What pisses me off the most about that guy who has had my baseball glove all these years is that it’s in a box. He’s not even using it. If you’re not using it, you should return it….return it….return it…..return it. I’m shoulding, I know. What brings the shoulding to my attention is that echo. Whenever I hear the echo it’s time to take a little inventory. What things do I have that belong to other people that I may or may not still be using. Whether I am using them or not, they ought to go back to their rightful owner.
I would return them, but like the guy with my baseball glove, I never see these people or I see them very rarely – once a decade. Two decades maybe? Too rarely, for me to keep their belongings in my car so that when I do drive back to New York and bump into them serendipitously, I’ll be able to return their stuff. I bet some people don’t even know I still have their stuff. They probably wrote off their possessions once they loaned them to me. I wish I could just call their names out and they’d come and get their things. A special carrier pigeon could fly in my window, I’d stuff it’s backpack with the borrowed object, and it would deliver it in mint condition. However, some things are not still in mint condition.
Mom? I still have two of your beach towels. They’ve been washed so many times the colors have faded. They are not at all in the condition that they were when I borrowed them. In fact, we have had them for so long they’ve been demoted to rags Skye uses to check the oil. Do you still want them back? No, right? Check that one off the list.
Kathleen Kelly? I have your grandmother’s porcelain nut dish with the hydrangeas painted on it that you left behind when you moved out of our apartment to be with that dork and stuck me with all the utilities. Oh, wait. You did pay for half even though you weren’t living there. My bad! Your dish remains unchipped and has been a fine coin collector on my dresser.
College of St. Rose Library? I still have the book City Life by Donald Barthelme. I never got past the second chapter and I held onto it thinking I should finish it, the way I should finish a bowl of brussels sprouts even though they smell like toxic ass. It wasn’t the book, really. It was me. I, as the reader, need to be seduced into reading beyond the first chapter, lest my attention wander onto another dashing author. Perhaps a taller, more robust author. I didn’t abandon City Life. City Life left me high and dry. But this isn’t about my literary needs. This is about you and your book that I haven’t returned. I hope you haven’t replaced it. Or kept adding interest onto my tab. You’re not still sending reminder cards to my old addresses are you?
Sheri Brethel? I have three of your books that you bravely loaned me. I am still reading one. The other two I will probably never get to and should return to you at tap class that I keep blowing off. Damn it!
Janet? I have one of your camping mugs from our last campout, and a fork. I only use the fork as a last resort. It doesn’t get used as often as any of my other forks. I’m keeping it nice. Really, I can’t stand using it.
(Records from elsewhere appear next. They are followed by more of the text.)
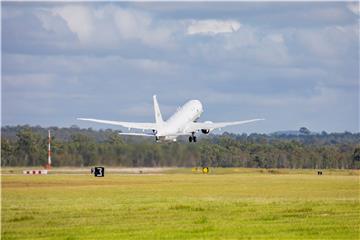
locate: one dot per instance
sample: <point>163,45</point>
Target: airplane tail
<point>158,117</point>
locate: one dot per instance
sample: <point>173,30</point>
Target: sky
<point>294,64</point>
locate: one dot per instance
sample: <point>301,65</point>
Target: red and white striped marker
<point>49,151</point>
<point>35,172</point>
<point>48,165</point>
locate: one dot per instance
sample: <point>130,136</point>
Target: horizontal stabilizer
<point>137,134</point>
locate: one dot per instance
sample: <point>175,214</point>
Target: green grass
<point>241,205</point>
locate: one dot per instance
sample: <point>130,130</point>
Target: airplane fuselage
<point>184,122</point>
<point>176,124</point>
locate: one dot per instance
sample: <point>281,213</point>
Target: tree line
<point>27,146</point>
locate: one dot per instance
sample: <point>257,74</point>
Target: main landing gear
<point>192,138</point>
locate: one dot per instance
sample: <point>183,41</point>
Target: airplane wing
<point>194,126</point>
<point>138,134</point>
<point>148,126</point>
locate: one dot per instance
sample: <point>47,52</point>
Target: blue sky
<point>295,64</point>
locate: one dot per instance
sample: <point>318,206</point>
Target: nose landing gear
<point>192,138</point>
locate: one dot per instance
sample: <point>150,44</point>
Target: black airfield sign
<point>98,171</point>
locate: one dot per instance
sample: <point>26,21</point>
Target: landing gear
<point>192,138</point>
<point>206,170</point>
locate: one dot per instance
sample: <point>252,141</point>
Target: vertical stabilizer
<point>158,117</point>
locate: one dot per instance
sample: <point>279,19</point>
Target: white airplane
<point>182,123</point>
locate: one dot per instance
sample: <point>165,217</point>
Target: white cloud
<point>212,27</point>
<point>28,80</point>
<point>354,7</point>
<point>79,19</point>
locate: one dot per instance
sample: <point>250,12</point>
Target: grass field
<point>178,204</point>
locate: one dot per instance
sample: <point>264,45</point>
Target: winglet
<point>158,117</point>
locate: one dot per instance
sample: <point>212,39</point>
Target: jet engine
<point>206,131</point>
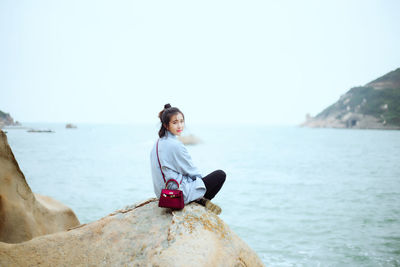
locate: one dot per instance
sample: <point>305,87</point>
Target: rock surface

The prongs are bent and it doesn’t pick up anything. I promise I will remember to pack it when we go camping next summer. You know me!
Sr. Joan Lesczynski? It has been so long that I have had your book Walden Pond you have since left the nunnery. You changed completely. I am still the same. Please forgive me, if you still do that part of the Catholic thing.
David Herr? I apologize for keeping your salad spoon for so long. If it makes you feel any better, I think of you every time I use it. I still refer to it as yours. Of all the things I have that belong to other people, your spoon that you like so well, is the one I feel guiltiest about because I have no intention of returning it. I love it so much, I will avoid visiting you for the rest of my life because I don’t want to have to return your salad spoon.
Pam? I left that John Mayer CD on your porch when I found it while cleaning out my garage. Sorry I had it so long. We aren’t friends anymore. I didn’t leave you a note when I dropped it off, not to put the nail in the coffin on our dead friendship, but because I didn’t have any paper. If I had, I would have written a nice note because really and truly I do miss you.
Karma? I see how you roll. I ‘fessed up to everyone about my lousy return policy. Now does that get me any closer to getting my baseball glove back or do I have to drive back to New York and return these items from that portion in my life when I was extremely into permanent borrowing, the way a certain baseball glove hoarder is into permanently not searching out which box he put my glove in, and mailing it back to me?